What does it mean for a pipeline task to be idempotent, and why does it matter for backfills and retries?
An idempotent task produces the same result whether it runs once or many times, typically by writing to a deterministic partition and overwriting rather than appending. This matters because orchestrators retry failed tasks and run backfills over historical dates, and non-idempotent tasks would double-count or corrupt data on re-runs. Designing tasks to be idempotent and partitioned by execution date makes retries and backfills safe and reproducible.
How to think about it
The short answer
A task is idempotent if running it once or ten times yields the same end state. You achieve it by writing to a deterministic, date-partitioned location and overwriting rather than appending. It matters because orchestrators retry failures and backfill historical dates — and a non-idempotent task double-counts or corrupts data every time it re-runs.
Why
Failures are normal: a node dies, an API times out, the orchestrator retries the task. If the task INSERTs rows, the retry inserts them again → duplicates. Backfilling (re-running the pipeline for, say, all of last month) amplifies this across many dates. Idempotency makes retries and backfills safe and reproducible, which is a core data-engineering best practice for orchestrating ML pipelines.

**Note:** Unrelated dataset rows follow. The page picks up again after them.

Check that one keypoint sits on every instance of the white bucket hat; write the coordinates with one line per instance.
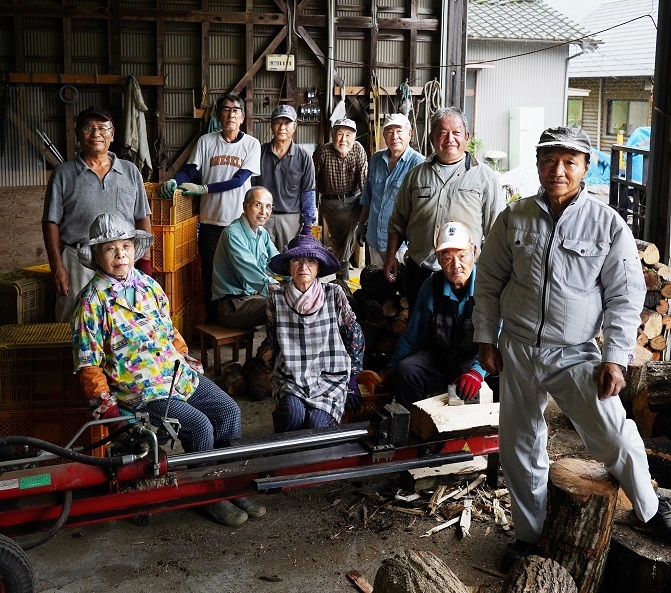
(453, 235)
(110, 227)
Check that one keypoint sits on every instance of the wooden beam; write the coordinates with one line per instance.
(365, 22)
(82, 79)
(260, 61)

How to make a task idempotent
- Partition by execution date and write to
output/dt=2026-06-10/, overwriting that partition on each run. - Prefer upsert/overwrite semantics over blind append.
- Make the task a pure function of its inputs and the run’s logical date — never
now()or a mutable counter. - Make side effects (model registration, notifications) keyed so a retry replaces rather than duplicates.
Concrete example
A feature job for dt=2026-06-10 recomputes that day’s aggregates and overwrites the partition. If it fails halfway and retries, the final partition is correct — no duplicated features. When a bug is fixed, you backfill 30 days and each day cleanly overwrites, giving identical results to a fresh run.
Common follow-up / trap
A classic trap is using datetime.now() inside a task instead of the orchestrator’s logical/execution date — this breaks backfills because re-running a past date computes against today. Interviewers also probe: “What about a model that registers itself each run?” The fix is keying the registration to the run so a retry updates the same version rather than creating duplicates.